My invitation list to Umno’s assembly

By Kit

November 30, 2011

— Spencer Gan The Malaysian Insider Nov 30, 2011

NOV 30 — I can predict how this week’s Umno assembly will go: Some bit players will play the Malay card (this includes Ahmad Maslan and Muhyiddin Yassin) but then the man of the hour — Najib Razak — will saunter in and make this grand speech of how Umno cares for everyone, etc.

He will talk about how Umno needs to unite and win the coming general election because only Umno can guarantee the future of Malaysians. It will be one big party over the next few days.

All this is boring. To spice things up a bit, and since this will be the party of the year, I think we should also invite:

1) The MACC. This organisation has been talking tough about tackling corruption and how it needs more manpower. But here is the deal of the year: The biggest collection of miscreants is in town and all of them are situated in one hall. There are big fish (ministers, division chiefs) and ikan bilis (branch officials). All the MACC officials have to do is check out the cars many of these “unemployed” officials arrive in.

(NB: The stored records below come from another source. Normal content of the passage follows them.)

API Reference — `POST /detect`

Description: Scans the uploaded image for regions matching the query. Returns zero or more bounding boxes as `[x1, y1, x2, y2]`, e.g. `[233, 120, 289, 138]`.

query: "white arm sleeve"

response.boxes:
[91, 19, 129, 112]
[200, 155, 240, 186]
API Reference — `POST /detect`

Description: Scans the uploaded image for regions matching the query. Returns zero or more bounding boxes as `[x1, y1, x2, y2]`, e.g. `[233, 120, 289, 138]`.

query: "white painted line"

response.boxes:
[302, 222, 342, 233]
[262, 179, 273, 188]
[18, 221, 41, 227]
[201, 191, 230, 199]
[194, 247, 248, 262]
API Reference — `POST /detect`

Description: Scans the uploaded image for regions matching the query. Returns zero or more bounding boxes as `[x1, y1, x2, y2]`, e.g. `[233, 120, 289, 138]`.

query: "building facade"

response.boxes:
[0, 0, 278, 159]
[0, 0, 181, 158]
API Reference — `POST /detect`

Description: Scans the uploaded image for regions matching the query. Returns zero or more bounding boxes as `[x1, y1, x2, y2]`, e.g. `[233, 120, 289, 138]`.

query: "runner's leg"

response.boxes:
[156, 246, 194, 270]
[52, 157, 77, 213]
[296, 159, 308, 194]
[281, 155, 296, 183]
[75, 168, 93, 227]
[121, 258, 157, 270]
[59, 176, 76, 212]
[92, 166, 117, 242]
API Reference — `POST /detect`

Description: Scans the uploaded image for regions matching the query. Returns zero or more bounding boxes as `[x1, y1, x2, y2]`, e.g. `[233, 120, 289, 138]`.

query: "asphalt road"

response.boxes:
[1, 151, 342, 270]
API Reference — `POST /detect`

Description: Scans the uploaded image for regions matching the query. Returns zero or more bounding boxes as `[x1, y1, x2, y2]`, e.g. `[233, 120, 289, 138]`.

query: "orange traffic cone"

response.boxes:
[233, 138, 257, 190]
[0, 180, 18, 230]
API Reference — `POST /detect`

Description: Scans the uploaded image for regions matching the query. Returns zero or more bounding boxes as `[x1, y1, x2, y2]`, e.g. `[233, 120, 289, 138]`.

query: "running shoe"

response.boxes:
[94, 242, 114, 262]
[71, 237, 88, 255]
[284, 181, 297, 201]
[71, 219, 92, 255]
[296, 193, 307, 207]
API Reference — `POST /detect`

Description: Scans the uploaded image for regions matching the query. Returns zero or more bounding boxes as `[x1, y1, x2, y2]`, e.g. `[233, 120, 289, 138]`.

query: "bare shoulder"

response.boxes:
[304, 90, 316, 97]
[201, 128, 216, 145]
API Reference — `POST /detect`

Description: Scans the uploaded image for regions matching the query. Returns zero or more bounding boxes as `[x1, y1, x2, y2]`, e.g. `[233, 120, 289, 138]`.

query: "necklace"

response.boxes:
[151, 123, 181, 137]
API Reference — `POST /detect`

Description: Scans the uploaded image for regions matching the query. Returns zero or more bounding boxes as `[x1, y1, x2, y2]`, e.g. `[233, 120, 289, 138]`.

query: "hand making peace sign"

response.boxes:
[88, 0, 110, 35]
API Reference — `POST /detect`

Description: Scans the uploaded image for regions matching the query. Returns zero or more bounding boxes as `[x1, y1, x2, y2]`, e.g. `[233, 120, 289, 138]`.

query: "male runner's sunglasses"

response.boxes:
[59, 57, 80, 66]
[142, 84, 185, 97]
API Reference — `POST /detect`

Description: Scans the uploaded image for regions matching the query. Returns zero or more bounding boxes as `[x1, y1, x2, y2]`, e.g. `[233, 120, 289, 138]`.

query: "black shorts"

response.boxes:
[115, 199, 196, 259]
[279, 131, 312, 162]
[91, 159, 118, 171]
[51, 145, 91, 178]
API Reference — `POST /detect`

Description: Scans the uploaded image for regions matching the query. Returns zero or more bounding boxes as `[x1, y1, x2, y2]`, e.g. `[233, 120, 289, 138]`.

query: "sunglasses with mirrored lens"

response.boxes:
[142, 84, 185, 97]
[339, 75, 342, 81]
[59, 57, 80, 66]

2) Income tax department. Apparently we have an increasing number of millionaires but a much smaller number of people who pay the highest tax rates. This means that quite a lot of Malaysians are evading or avoiding paying tax. I bet many of them may be attending the annual racist convention at the Putra World Trade Centre. Tax officials just have to check out the Birkin bags, the expensive jewellery and linen shirts.

3) Religious leaders of Buddhism, Christianity, Hinduism, and Sikhism. Please sit through the debates and you will realise two sad facts of life: The IQ of many of the people who are governing us is low and that it is not only Ahmad Maslan who is a racist and suspicious of all non-Muslims. This is a party of racists and all talk of inter-faith dialogue is just talk.

4) Bernard Dompok, Joseph Kurup, Joseph Pairin Kitingan and other Christians in the Cabinet. Don’t just go for the opening ceremony but stay for the whole nine yards and then cringe when the attack against Christianity starts.